Par David Brunat.
HUMEUR – Cette tribune d’humeur publiée le 24 courant dans FigaroVox, rompt un bref instant de lecture intéressée et amusée, avec la sinistrose ambiante, née de la pandémie, avec la mélancolique amertume que suscitent les images de la décadence occidentale venues d’Afghanistan, avec les lassantes contradictions du verbe macronien et surtout avec la réalité du déclassement français incessamment poursuivi depuis trente ou quarante ans. David Brunat nous livre a contrario une tribune fort bien écrite et pensée. Sans-doute ne peut on pas faire de Joséphine Baker un modèle universel, selon l’intention de notre République idéologique. Volens nolens, elle ne sera pas au Panthéon le plus parfait modèle de ce type de grand homme – ici, femme – de notre République. David Brunat moque ce Panthéon-là. Et, pour le coup, il a bien raison.
« Ce temple de la République où règne une ambiance un peu mortelle »
Une joie profonde, physique et même radioactive – s’il en existe de semblables – m’est venue en apprenant que vous alliez rejoindre bientôt le lieu où je repose depuis un quart de siècle. Un lieu républicain dont l’austère beauté ne se dévoile pas forcément du premier coup au profane, mais qui a vocation à sublimer l’éclatante beauté du génie français et à garder vivante la mémoire de la grandeur de celles et ceux qui, comme moi, ont élu domicile éternel sous ses hautes voûtes froides et majestueuses.
Je dis «celles et ceux», mais enfin ce temple républicain a surtout accueilli jusqu’ici des représentants du sexe dit fort. Mon mari est d’ailleurs du nombre, et il y a été admis en même temps que moi.

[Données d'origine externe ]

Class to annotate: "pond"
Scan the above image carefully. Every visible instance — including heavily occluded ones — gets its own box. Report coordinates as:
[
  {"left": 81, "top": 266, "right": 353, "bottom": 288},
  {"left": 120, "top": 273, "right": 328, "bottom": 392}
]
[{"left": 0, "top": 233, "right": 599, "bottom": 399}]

Vous savez peut-être que j’ai été la première femme à faire mon entrée au Panthéon. La première ? Pas tout à fait, car j’y ai été précédée par l’épouse du grand savant Marcellin Berthelot, Sophie. Mais celle-ci ne le devait qu’à sa qualité d’épouse et non à ses titres scientifiques ou à d’autres mérites personnels. Au contraire des suivantes, dont les talents singuliers ont été reconnus et salués publiquement.
À ce jour, nous sommes cinq femmes à avoir été admises dans ce cercle très sélectif: Sophie, Marie, Geneviève, Germaine et Simone. Et bientôt vous, ce qui portera ainsi notre nombre à six ! Coterie resserrée, maigrichonne au plan de l’arithmétique, mais dépositaire – je crois pouvoir le dire sans prétention – d’une part de ce que comporte de plus noble, de plus inspiré, de plus créatif et de plus bienfaisant ce qu’on a coutume d’appeler la gent féminine.
Ce n’est pas seulement votre qualité de femme qui me réjouit dans la décision prise par le chef de l’État de transférer vos cendres sur la colline Sainte-Geneviève, à un jet de pierre de la rue qui porte mon nom et celui de mon époux. Ce n’est pas non plus seulement parce que vous étiez, à tous égards, une femme de qualité. Mais c’est aussi parce que votre destin hors du commun me rappelle le mien …
Oui ! Toutes les deux, nous sommes nées loin de notre patrie d’adoption. Nous n’étions pas des Françaises « de souche », comme disent les vivants d’aujourd’hui. Mais nous épousâmes la France en même temps qu’un mari français. Et nous devînmes d’ardentes patriotes. Vous, depuis la lointaine Amérique, et moi, depuis l’Est européen reculé, nous avons incarné une certaine idée de la France et nous avons œuvré sans relâche à son rayonnement planétaire.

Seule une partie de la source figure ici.